Он был намного моложе Карла Моисеевича, но на его висках уже выступала седина. Видимо, так сказывалась тяжесть дворянкой жизни на его молодой душе. Он был всегда в центре внимания, пытаясь уйти в тень. Всегда сидел в ложе, мечтая оказаться за сценой. Он блистал везде своей внешностью и умом, возможно даже, сам того и не желая. Как только он начинал говорить – замолкал весь зал, внимательно вслушиваясь в каждое его слово. Он разрешал любые скандалы и мирил кровных врагов одним своим появлением. Граф был внеземным подарком этому миру. И лишь одна, практически не заметная особенность, говорила о его земном происхождении. Это были его глаза. Обычные карие глаза. Но как они кричали! Как они кричали добротой. Той самой, детской. Чистой. Добротой всеобъемлющей, прекрасной и невозможной. Той, которой обладают лишь избранные. У него получилось, пройдя через все невзгоды своей жизни – сохранить ее, хотя бы в своих глазах.

– Я совершенно случайно услышал, те ужасные слова, что были бездумно брошены в вашу сторону теми маргиналами. Но я прошу вас не обижаться и не злиться на них, они не ведают, чего творят. Они лишь бездумное творение нашего времени. Если хотите – злитесь на меня. Ведь я – один из них, – эти слова были произнесены особенно удрученно, – выплесните все на меня. Я не обижусь. Честно.

Карл Моисеевич оторопел от такой учтивости в свой адрес, тем более исходящей от дворянина. Тем более от самого Орлова, князя всех вечеров Петрограда. Ему было достаточно взглянуть в глаза графа, как злость тут же, в секунду, сменилась на милость. Ему было невозможно противостоять.

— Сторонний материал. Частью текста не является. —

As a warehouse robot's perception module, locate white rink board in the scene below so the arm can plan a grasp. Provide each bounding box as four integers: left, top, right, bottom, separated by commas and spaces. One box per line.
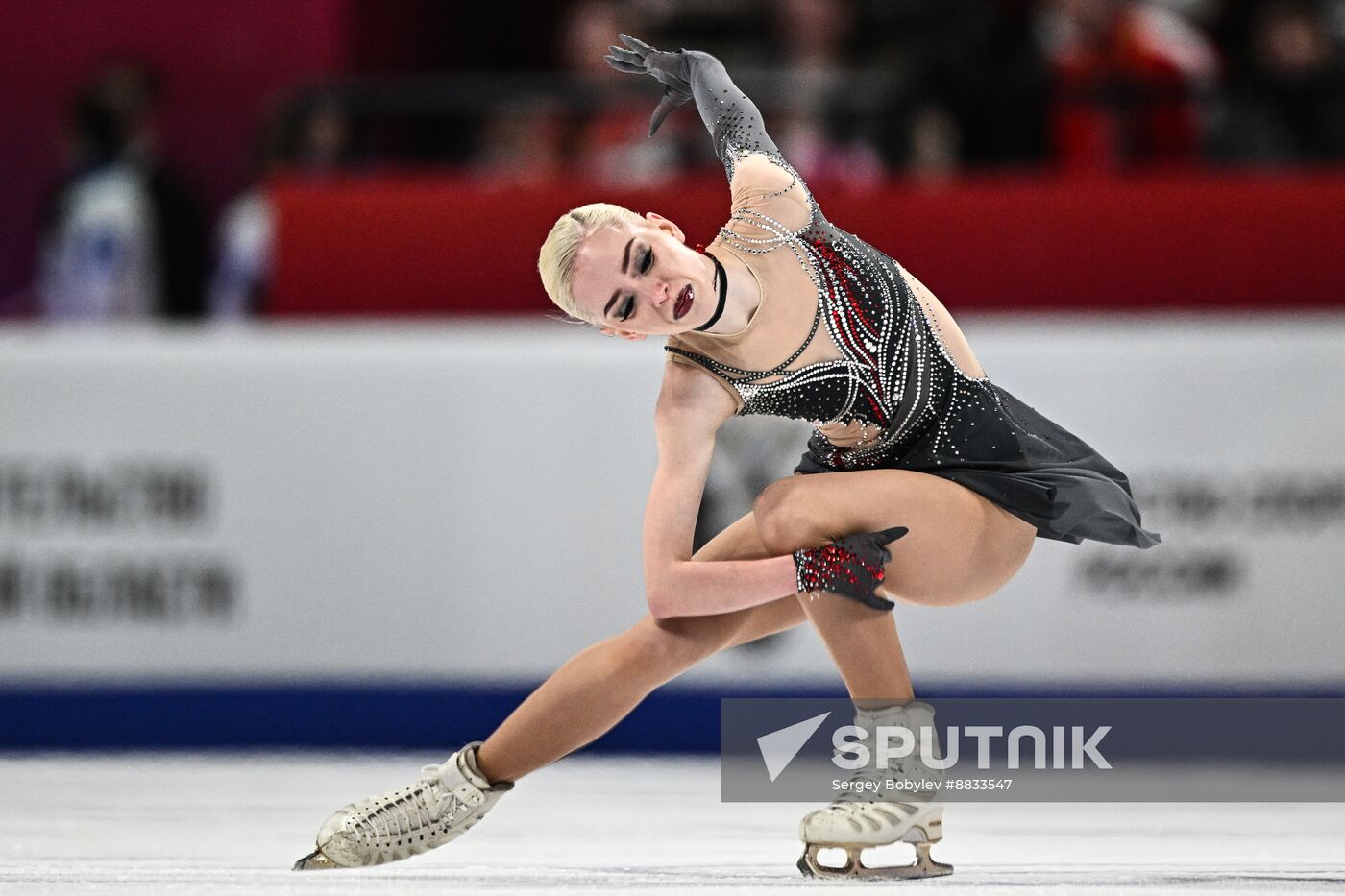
0, 316, 1345, 686
0, 754, 1345, 896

Граф предложил ему пройтись.

– Знаете, злоба – очень дурное существо. – говорил граф Орлов. – Она не приносит никому счастья. Она не делает этот мир лучше. Она лишь уничтожает все, чего только прикасается. Вы со мной согласны?

Карл Моисеевич кивнул.

– Вот и хорошо. Продолжим. Уильям Теккерей, английский писатель, говорил: «Мир – это зеркало, и он возвращает каждому его собственное изображение». Вы улыбнетесь – мир улыбнется вам в ответ, нахмуритесь – нахмурится и он. Вот вы разозлились и были готовы распространять по миру свою злобу. А на кого? На что? – граф плавно остановился и указал взглядом на двух дворян.

Это были двое тех самых людей, что некоторое время назад, оскорбили Карла Моисеевича. В этот раз они стояли напротив полотна с изображением бедной матери-старушки, за спиной у которой поджигали дом, а на руках она держала своего сына, убитого пулей. Картина была исполнена в темных тонах и вызывала лишь горечь и грусть. Но два дворянина, даже не пытаясь себя сдерживать, гоготали во всю глотку, одной рукой держась за животы, а второй тыча пальцем в этом полотно. Словно гиены, что хохочут в след убегающего львенка, не осознавая, что однажды он вернется.

– Посмотрите на них – вы не должны на них злиться, вам должно быть их жаль. Жаль. Только жалость может вызывать человек, который не видит, что земля уходит у него из-под ног, пока он спокойно сидит и пьет свой послеобеденный чай. Но и они не виноваты в том, какие они есть. – Граф грустно посмотрел себе под ноги. – У нас, детей своих великих отцов, есть лишь два пути: либо пройти через все трудности жизни дворянского ребенка, лишится всей своей человечности и стать бездушной машиной на службе государства, либо пропить все свое наследство, – граф кивнул на хохочущих дворян, – и сгинуть в небытие.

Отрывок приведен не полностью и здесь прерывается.